I will not be voting for this withdrawal agreement. Thankfully, a very large number of other Members also will not be voting for it. What should we do? I went to see Monsieur Barnier with Lord Trimble to discuss the problem of the Irish border, which can be solved with current techniques and processes. We had an incredibly instructive and constructive discussion. What we need to do is to go back to President Tusk’s free trade offer of 7 March 2018. We should go back on Thursday morning and say, “Yes, we will engage in very serious discussions on your free trade agreement. In parallel, we will immediately go on to World Trade Organisation terms.” WTO terms have come under the most ludicrous caricatured attack, because they are synonymous with leaving. WTO terms are not as good as a free trade agreement, but they do mean that we are leaving. That will galvanise the European Union into coming back to us.

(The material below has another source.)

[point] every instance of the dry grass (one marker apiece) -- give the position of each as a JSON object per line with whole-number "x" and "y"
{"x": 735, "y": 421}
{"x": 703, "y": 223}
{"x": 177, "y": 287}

Only today Heiko Maas, the German Foreign Minister, has said that he would come back to the talks. We will do the country a service tonight if we overwhelmingly vote down this completely unacceptable agreement, which will push the EU to go back to its generous offer of a free trade agreement. We will not get it through in time, so we should trigger article 24 of the general agreement on tariffs and trade, which means zero tariffs and zero quotas can continue during the discussions, possibly for up to five years.